What Happens In A Trial?
The majority of people have never been and will never be involved in a civil litigation trial. So most of what individuals know and assume about courtroom litigation comes from television shows and dramatic movies. While the structure of a trial may be similar to what you have seen in prime time, the reality of the proceedings differs vastly.
It is important to note that most personal injury cases will never advance to courtroom litigation. They are generally resolved through negotiation or mediation. But if trial is the only way to obtain the compensation you deserve, you may be curious as to what to expect when you enter the courtroom.
What To Expect If Your Case Goes To Trial
The basic stages of a personal injury trial are:
- Preparation: Trial preparation is timely and requires an extensive amount of work. Your attorney will create trial exhibits, help witnesses prepare for testimony, and craft a highly detailed outline and strategy for courtroom presentation.
- Jury selection: The judge, along with your attorney and the insurer’s lawyer, will question potential jurors on issues relevant to your case. This is to determine any biases, life experiences or ideologies which may unfairly influence their opinions of either side. The judge may dismiss any potential juror, and either side may petition to dismiss a potential juror.
- Opening statements: When the actual trial begins, both sides will present opening statements that summarize their positions. Usually the plaintiff’s attorney will present first.
- Witness testimony and cross examination: After the opening statements, each side may call upon witnesses and experts to testify on their client’s behalf. Evidence and exhibits may also be presented at this time. Each side will have the opportunity to cross examine all of the opposition’s witnesses.
- Closing arguments: The plaintiff’s and defendant’s attorneys both present closing arguments to the jury. These serve as a summary of case evidence and witness testimony to support each side’s position.
- Jury instruction: The judge will give the jurors a set of legal standards to call upon when determining if the defendant is liable and therefore required to pay compensation for your injuries. He or she will also instruct the jury on legal principles that must be applied to their decision-making process.

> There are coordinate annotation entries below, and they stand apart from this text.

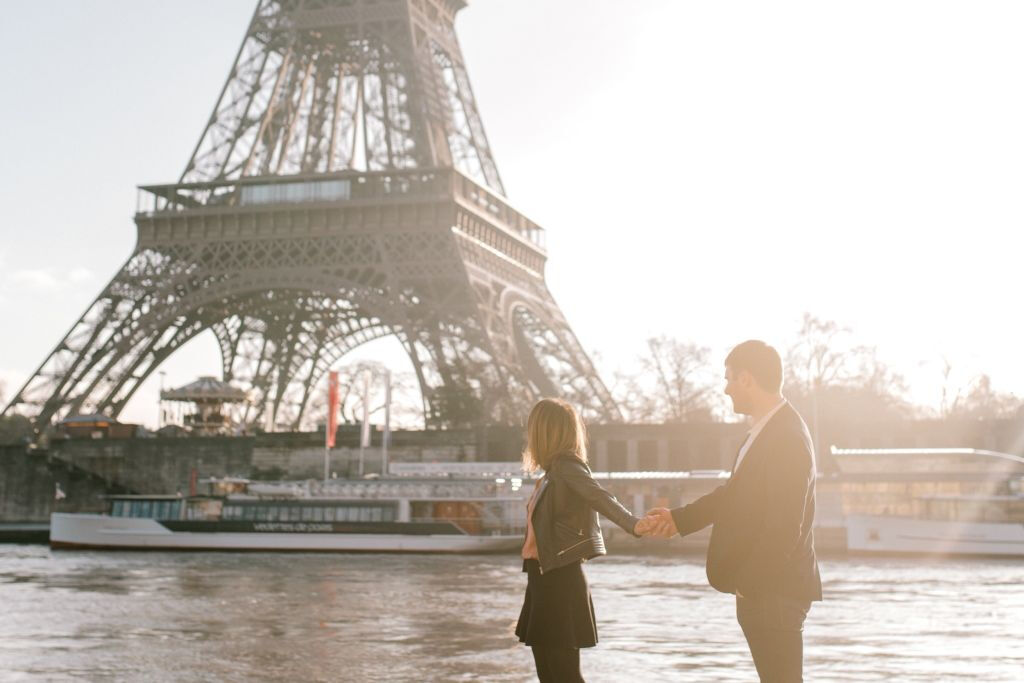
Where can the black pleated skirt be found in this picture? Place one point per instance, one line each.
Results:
(558, 610)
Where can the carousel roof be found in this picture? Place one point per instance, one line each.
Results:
(206, 389)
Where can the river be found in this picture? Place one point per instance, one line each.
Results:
(220, 616)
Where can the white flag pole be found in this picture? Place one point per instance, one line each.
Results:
(365, 436)
(387, 421)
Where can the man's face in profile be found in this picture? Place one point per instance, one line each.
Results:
(737, 387)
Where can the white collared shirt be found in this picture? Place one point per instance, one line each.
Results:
(755, 430)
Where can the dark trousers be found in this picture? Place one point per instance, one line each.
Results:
(774, 630)
(557, 665)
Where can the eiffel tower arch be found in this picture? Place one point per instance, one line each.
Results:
(343, 190)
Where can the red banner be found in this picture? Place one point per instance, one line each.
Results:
(332, 408)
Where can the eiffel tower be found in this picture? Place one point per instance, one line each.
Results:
(343, 190)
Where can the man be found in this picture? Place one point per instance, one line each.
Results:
(762, 546)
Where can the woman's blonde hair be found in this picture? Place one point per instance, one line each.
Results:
(553, 428)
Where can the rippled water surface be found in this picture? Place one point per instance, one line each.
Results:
(219, 616)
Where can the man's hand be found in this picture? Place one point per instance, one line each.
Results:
(662, 524)
(645, 526)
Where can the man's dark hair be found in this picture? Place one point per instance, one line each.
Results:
(761, 360)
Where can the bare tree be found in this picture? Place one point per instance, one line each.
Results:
(832, 378)
(407, 404)
(675, 384)
(982, 401)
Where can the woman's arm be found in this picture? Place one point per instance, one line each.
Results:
(578, 477)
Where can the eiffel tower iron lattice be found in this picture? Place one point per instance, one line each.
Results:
(343, 190)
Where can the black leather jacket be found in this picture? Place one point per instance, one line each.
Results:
(565, 521)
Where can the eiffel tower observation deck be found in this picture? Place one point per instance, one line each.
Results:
(343, 190)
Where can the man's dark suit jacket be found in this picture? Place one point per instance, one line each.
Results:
(761, 542)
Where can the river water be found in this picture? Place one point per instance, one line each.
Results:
(219, 616)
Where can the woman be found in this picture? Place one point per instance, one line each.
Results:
(562, 531)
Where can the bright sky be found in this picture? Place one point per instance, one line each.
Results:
(704, 170)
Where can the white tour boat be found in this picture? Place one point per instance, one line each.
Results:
(427, 508)
(933, 501)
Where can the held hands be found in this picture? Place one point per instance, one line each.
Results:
(657, 523)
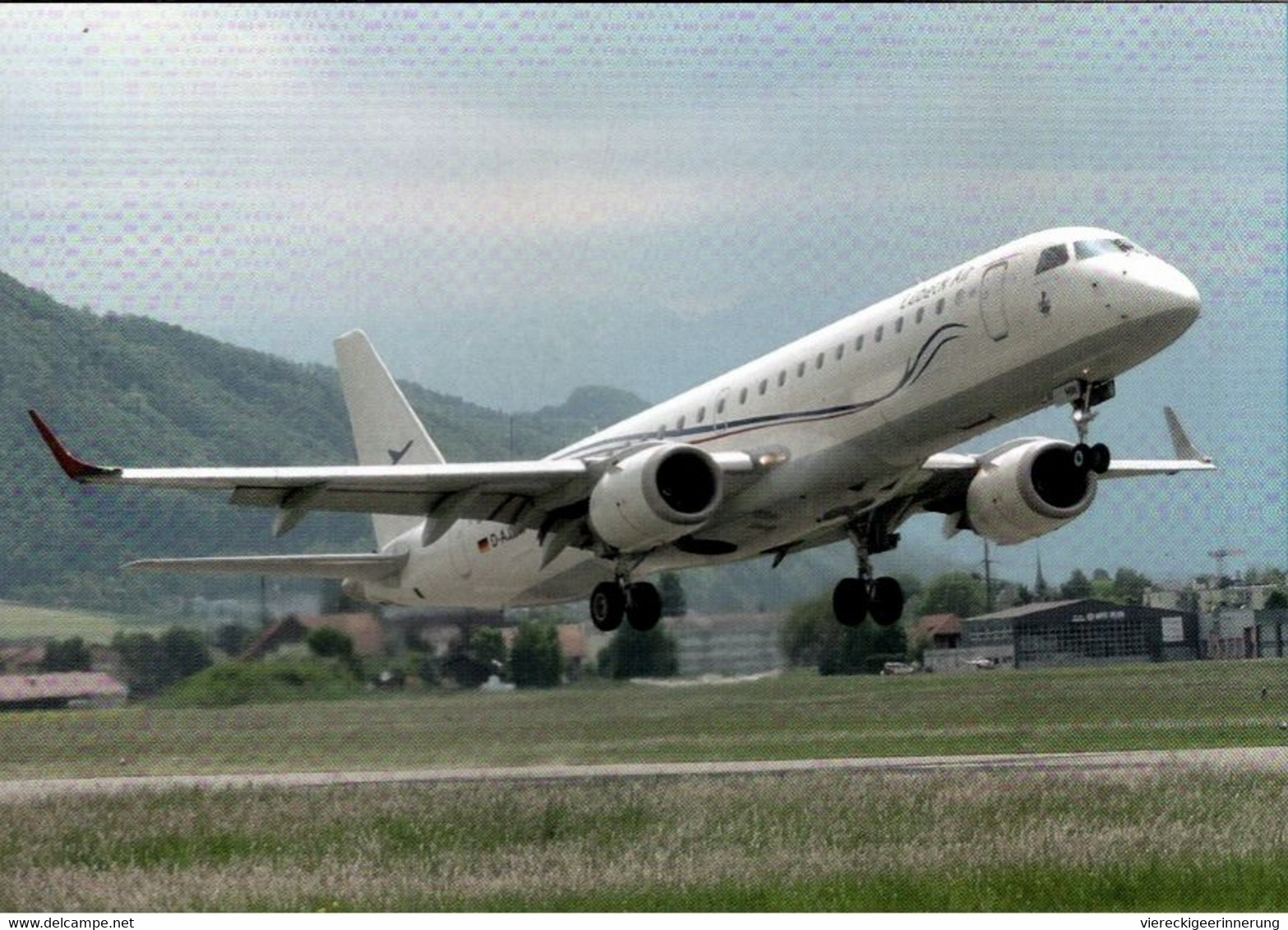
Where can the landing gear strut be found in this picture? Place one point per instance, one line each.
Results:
(1090, 458)
(853, 599)
(612, 601)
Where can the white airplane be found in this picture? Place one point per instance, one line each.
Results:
(840, 435)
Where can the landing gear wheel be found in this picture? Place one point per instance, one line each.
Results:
(643, 605)
(886, 601)
(1101, 458)
(851, 601)
(607, 607)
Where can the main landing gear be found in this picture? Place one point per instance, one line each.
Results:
(853, 599)
(612, 601)
(1090, 458)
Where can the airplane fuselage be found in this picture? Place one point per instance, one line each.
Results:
(851, 408)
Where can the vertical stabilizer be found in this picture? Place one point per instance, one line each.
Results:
(385, 428)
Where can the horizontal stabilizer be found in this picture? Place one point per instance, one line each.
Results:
(367, 567)
(1188, 458)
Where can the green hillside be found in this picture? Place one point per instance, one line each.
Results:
(127, 389)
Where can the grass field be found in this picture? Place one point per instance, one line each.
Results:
(799, 715)
(995, 840)
(21, 621)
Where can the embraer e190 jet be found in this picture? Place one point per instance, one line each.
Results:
(838, 435)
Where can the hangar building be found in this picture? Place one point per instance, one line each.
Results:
(1067, 633)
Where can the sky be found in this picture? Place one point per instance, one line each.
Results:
(515, 201)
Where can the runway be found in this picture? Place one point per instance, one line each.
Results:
(1269, 759)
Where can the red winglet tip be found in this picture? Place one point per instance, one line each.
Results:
(75, 467)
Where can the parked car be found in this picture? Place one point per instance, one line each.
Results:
(898, 669)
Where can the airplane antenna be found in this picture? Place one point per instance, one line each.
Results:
(1220, 555)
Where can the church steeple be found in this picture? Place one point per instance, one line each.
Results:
(1040, 587)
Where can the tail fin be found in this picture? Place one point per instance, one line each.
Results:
(385, 429)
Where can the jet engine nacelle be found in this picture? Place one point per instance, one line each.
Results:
(1028, 491)
(654, 496)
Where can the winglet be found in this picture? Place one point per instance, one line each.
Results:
(1180, 440)
(75, 467)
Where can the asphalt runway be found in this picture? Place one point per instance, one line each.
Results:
(1270, 759)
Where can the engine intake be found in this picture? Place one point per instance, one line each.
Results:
(654, 496)
(1028, 491)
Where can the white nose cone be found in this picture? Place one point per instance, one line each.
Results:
(1176, 294)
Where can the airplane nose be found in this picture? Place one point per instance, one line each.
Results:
(1178, 292)
(1170, 295)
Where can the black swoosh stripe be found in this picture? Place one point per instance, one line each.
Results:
(915, 369)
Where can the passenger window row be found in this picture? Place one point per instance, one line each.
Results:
(763, 387)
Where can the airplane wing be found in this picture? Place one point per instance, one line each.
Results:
(522, 494)
(367, 567)
(943, 480)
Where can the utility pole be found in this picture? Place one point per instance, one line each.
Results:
(1221, 555)
(988, 580)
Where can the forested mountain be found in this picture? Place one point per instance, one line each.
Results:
(132, 390)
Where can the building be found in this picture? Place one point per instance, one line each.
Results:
(61, 689)
(1211, 596)
(572, 646)
(938, 632)
(1244, 634)
(1067, 633)
(290, 634)
(727, 644)
(1272, 633)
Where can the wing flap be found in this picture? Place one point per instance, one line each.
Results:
(367, 567)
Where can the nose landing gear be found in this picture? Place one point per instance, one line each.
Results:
(1090, 458)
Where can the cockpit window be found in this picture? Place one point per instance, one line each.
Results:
(1053, 258)
(1087, 249)
(1129, 246)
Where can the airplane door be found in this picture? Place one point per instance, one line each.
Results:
(459, 549)
(720, 410)
(992, 301)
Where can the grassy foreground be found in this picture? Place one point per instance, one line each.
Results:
(993, 840)
(796, 716)
(22, 621)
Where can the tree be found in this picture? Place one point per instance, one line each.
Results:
(154, 664)
(1131, 585)
(329, 643)
(953, 593)
(674, 601)
(1104, 589)
(141, 658)
(803, 633)
(536, 660)
(1077, 587)
(486, 646)
(184, 653)
(232, 639)
(639, 655)
(70, 655)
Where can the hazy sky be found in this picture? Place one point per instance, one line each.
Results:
(515, 201)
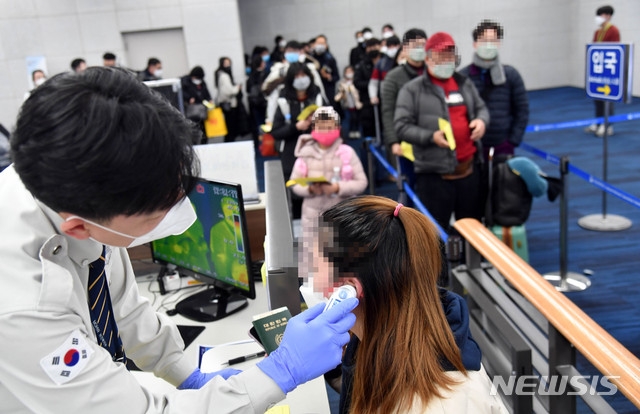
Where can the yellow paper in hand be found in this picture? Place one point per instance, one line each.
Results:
(445, 127)
(407, 151)
(278, 409)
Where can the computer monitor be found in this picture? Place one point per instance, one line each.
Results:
(214, 250)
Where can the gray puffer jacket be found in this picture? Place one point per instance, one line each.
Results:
(420, 103)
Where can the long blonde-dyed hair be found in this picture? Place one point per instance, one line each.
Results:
(406, 337)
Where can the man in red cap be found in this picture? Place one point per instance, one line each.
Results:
(442, 115)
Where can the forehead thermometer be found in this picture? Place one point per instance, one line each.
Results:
(340, 294)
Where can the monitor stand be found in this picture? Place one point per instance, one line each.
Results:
(210, 305)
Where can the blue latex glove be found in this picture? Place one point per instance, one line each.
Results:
(197, 378)
(312, 345)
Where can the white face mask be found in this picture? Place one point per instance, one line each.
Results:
(444, 70)
(417, 54)
(302, 83)
(177, 220)
(487, 50)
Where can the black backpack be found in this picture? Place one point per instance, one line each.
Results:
(509, 201)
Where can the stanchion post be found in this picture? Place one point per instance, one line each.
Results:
(400, 179)
(602, 222)
(605, 155)
(370, 162)
(563, 280)
(564, 169)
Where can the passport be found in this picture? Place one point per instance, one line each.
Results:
(270, 326)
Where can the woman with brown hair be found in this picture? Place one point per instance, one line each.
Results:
(411, 350)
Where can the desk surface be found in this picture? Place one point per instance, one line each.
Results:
(308, 398)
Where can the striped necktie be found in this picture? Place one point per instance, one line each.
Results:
(101, 310)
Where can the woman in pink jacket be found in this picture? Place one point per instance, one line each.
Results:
(322, 154)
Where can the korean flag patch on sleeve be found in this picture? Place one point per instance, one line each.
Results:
(66, 362)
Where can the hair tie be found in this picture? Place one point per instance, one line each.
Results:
(397, 210)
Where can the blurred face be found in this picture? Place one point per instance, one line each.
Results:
(441, 57)
(487, 40)
(373, 48)
(441, 64)
(320, 45)
(325, 278)
(325, 125)
(415, 44)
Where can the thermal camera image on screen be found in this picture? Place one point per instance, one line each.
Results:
(214, 245)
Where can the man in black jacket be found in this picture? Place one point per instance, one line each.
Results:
(363, 71)
(502, 89)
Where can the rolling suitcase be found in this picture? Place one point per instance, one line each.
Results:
(512, 230)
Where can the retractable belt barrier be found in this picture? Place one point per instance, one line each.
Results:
(595, 181)
(603, 185)
(407, 188)
(583, 122)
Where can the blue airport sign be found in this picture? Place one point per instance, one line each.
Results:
(608, 71)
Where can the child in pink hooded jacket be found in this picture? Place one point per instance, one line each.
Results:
(322, 154)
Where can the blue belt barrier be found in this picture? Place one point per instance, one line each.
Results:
(583, 122)
(443, 234)
(603, 185)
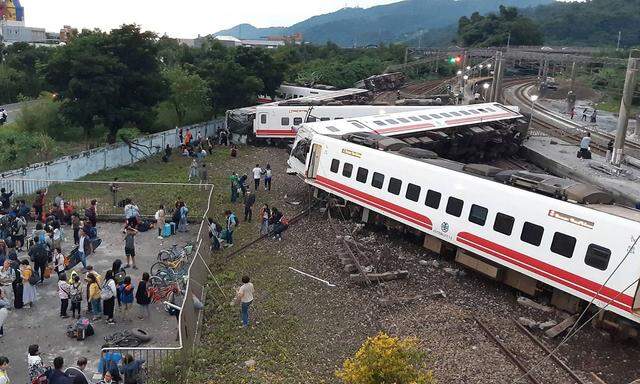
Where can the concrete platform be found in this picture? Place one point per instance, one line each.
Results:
(43, 325)
(560, 159)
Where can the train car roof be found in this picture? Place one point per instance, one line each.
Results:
(417, 121)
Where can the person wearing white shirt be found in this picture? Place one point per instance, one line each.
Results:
(244, 296)
(257, 174)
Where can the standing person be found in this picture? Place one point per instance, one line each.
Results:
(183, 223)
(93, 291)
(130, 246)
(76, 296)
(114, 188)
(265, 214)
(267, 178)
(35, 366)
(58, 261)
(76, 374)
(142, 297)
(193, 170)
(38, 253)
(84, 248)
(131, 370)
(38, 204)
(249, 201)
(160, 220)
(585, 152)
(91, 213)
(108, 296)
(75, 225)
(57, 375)
(125, 291)
(235, 186)
(232, 223)
(257, 174)
(64, 292)
(28, 290)
(244, 296)
(4, 367)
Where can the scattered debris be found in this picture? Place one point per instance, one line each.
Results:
(532, 304)
(558, 329)
(378, 277)
(547, 324)
(527, 322)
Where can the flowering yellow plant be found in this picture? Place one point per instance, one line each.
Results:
(386, 360)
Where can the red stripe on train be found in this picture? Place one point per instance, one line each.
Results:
(568, 279)
(397, 210)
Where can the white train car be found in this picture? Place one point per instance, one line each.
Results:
(287, 92)
(282, 122)
(584, 250)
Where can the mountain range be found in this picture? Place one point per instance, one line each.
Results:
(401, 21)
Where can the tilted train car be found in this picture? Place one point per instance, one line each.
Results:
(567, 235)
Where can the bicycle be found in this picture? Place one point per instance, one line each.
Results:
(175, 254)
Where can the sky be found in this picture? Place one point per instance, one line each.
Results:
(178, 18)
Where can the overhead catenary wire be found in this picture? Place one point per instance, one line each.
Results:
(573, 331)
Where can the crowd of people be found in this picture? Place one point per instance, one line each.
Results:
(29, 257)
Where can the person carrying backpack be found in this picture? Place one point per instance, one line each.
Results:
(232, 223)
(132, 370)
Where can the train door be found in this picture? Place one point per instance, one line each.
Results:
(314, 161)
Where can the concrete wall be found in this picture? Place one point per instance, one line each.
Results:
(75, 166)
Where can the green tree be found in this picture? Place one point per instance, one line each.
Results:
(188, 93)
(495, 29)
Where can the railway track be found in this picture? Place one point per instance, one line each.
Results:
(525, 351)
(550, 123)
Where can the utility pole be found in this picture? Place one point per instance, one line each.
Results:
(625, 109)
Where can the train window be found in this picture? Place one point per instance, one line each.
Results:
(335, 164)
(503, 224)
(563, 245)
(478, 214)
(377, 180)
(362, 174)
(454, 206)
(394, 186)
(433, 199)
(347, 170)
(413, 192)
(597, 257)
(531, 233)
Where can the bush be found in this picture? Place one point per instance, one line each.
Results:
(384, 360)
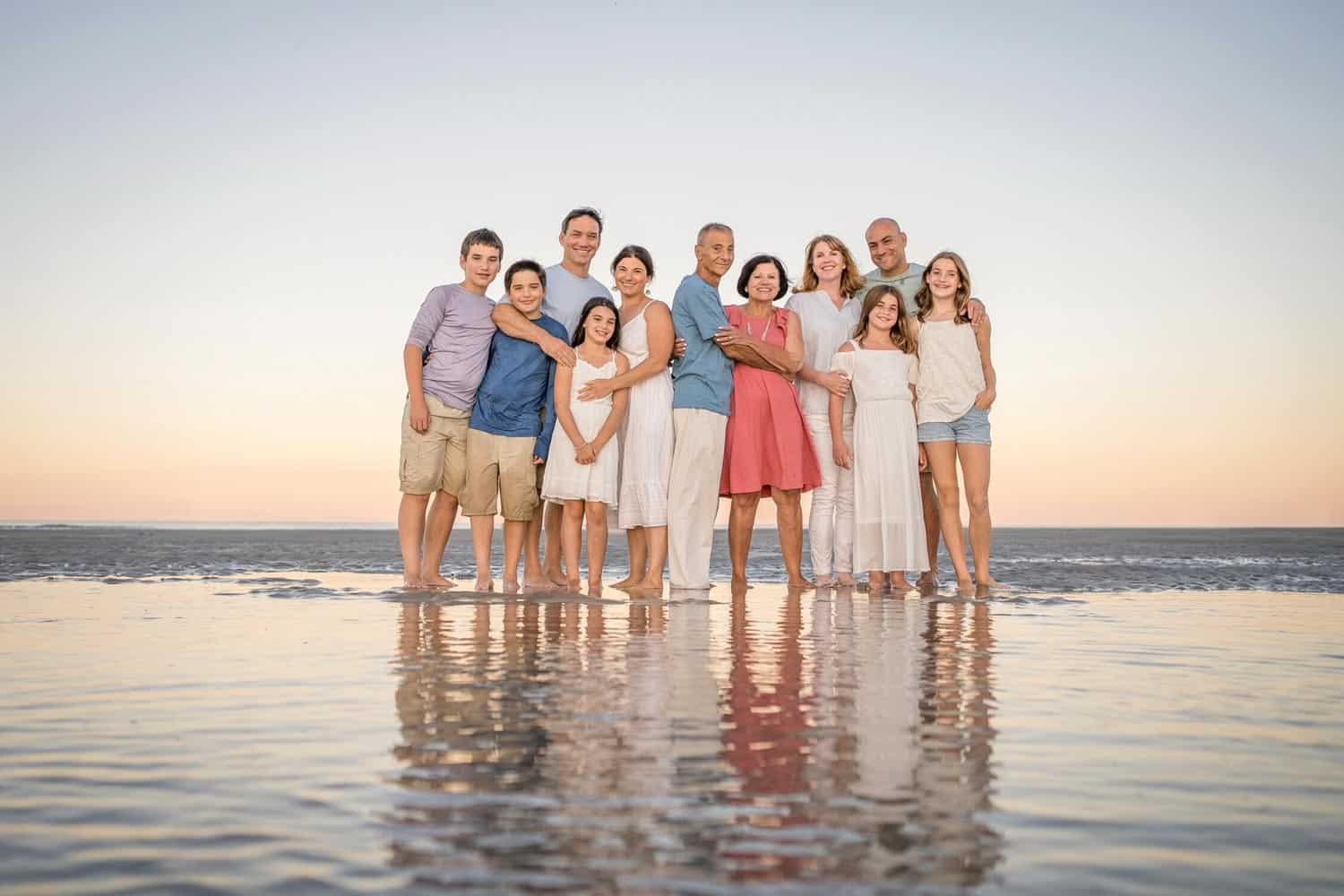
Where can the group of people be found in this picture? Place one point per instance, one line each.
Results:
(867, 392)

- Jury deliberation: The members of the jury have a discussion regarding the facts in your case and come to a conclusion as to whether or not the defendant should be held liable. The jurors will also determine the amount of compensation, if any, to award.
- Final verdict and jury award: Once the jurors have reached an agreement, the judge will be notified and inform both parties in open court. In rare cases when the jurors cannot agree upon a verdict, a judge may call a mistrial. In these instances, retrial with a new jury is possible.